Note: Every set you should be working at an RIR (reps in reserve) of 1-2. That essentially means every set should be taken until you only have 1-2 more reps until your form crumbles. This ensures you are pushing it hard enough, but not so hard you couldn’t recover from it. I’ve spent way too much of my lifting career not focusing on this enough and wasted a lot of time stuck on light weight because I just didn’t push week to week.

Tracking

This is also why you should be TRACKING your workouts. If you struggle to put on size, then you don’t have the luxury of winging your workouts. That’s the reason you’re struggling to begin with so start recording. It’ll hold you accountable to making sure you are improving on some aspect of your workout whether its sets, weight, or reps.

Progression

Linear Progression (better for lifters < 3+ years proper lifting) – Each week lower the rep by 1-2 and increase the weight 2.5-5lbs.

Week 1 – Bench Press 3×10 with 135lbs

Week 2 – Bench Press 3×8 with 140lbs

Week 3 – Bench Press 3×6 with 145lbs

Double Progression (better for lifters > 3-4+ years) – Take a set rep range for a given exercise, and each week try and increase the reps until all sets hit the upper limit. Allows for continued progress when you can’t continually up the weight by 5lbs every week of linear method.

Week 1 – Bench Press 3×10-12 with 135lbs (let’s say you hit 12,11,10 reps for each set)

Week 2 – Bench Press 3×10-12 with 135lbs (12,12,11)

Week 3 – Bench Press 3×10-12 with 135lbs (12,12,12)

At this point since you’ve hit all sets for the upper end, you can now up to 140 and repeat the cycle till you hit all sets for 12 reps again.

Sample Programming Routine

Frequency: Should be trying to stimulate the chest 2-3 times a week, to maximize the muscle building signal that a weightlifting exercise creates on that particular muscle.
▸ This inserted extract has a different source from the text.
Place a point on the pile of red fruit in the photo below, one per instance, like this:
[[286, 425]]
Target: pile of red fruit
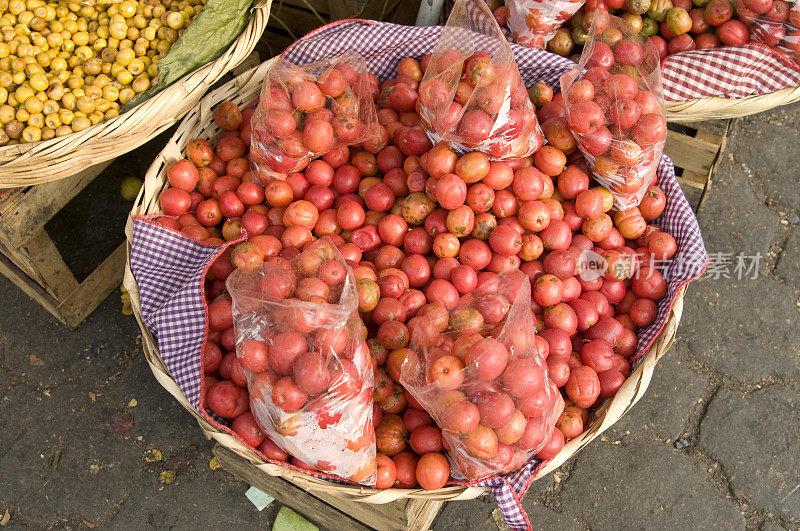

Every 4-6 weeks, you could change up the exercise if you find you are no longer making progress, not feeling it work the muscle, or need to mix it up.

Intensity (Sets/Reps):

10-12 total sets for the week split up evenly among your 2-3 workouts that include chest.

Every 3-4 weeks you should be changing the rep scheme or going up in weight, to create a newer stimulus that’ll help further progression as you get more comfortable with a lift and weights start increasing less and less per week.

Weeks 1-4 – 6-8 reps (more of an intensity phase focused on strength)

Note: You can go higher rep for the more isolated movements as they probably don’t need to be in such a low rep range and could cause a bigger injury risk.

Weeks 5-8 – 10-12 reps

Weeks 9-12 – 12-15 reps (more of an accumulative phase focused on volume)

Progression: Try to use linear progression for compound lifts, and double progression for more isolated lifts.

For more advanced lifters (3-4+ years proper lifting): If you find the chest is a lagging body part, you can also increase the total weekly sets by 1-2 sets each week, AS LONG AS you are properly recovering. This will help ensure continued progression during a high volume phase, as your body adapts to its minimum effective dose for a particular muscle group. Again, should only be done to 1-2 muscles groups in a cycle NOT all.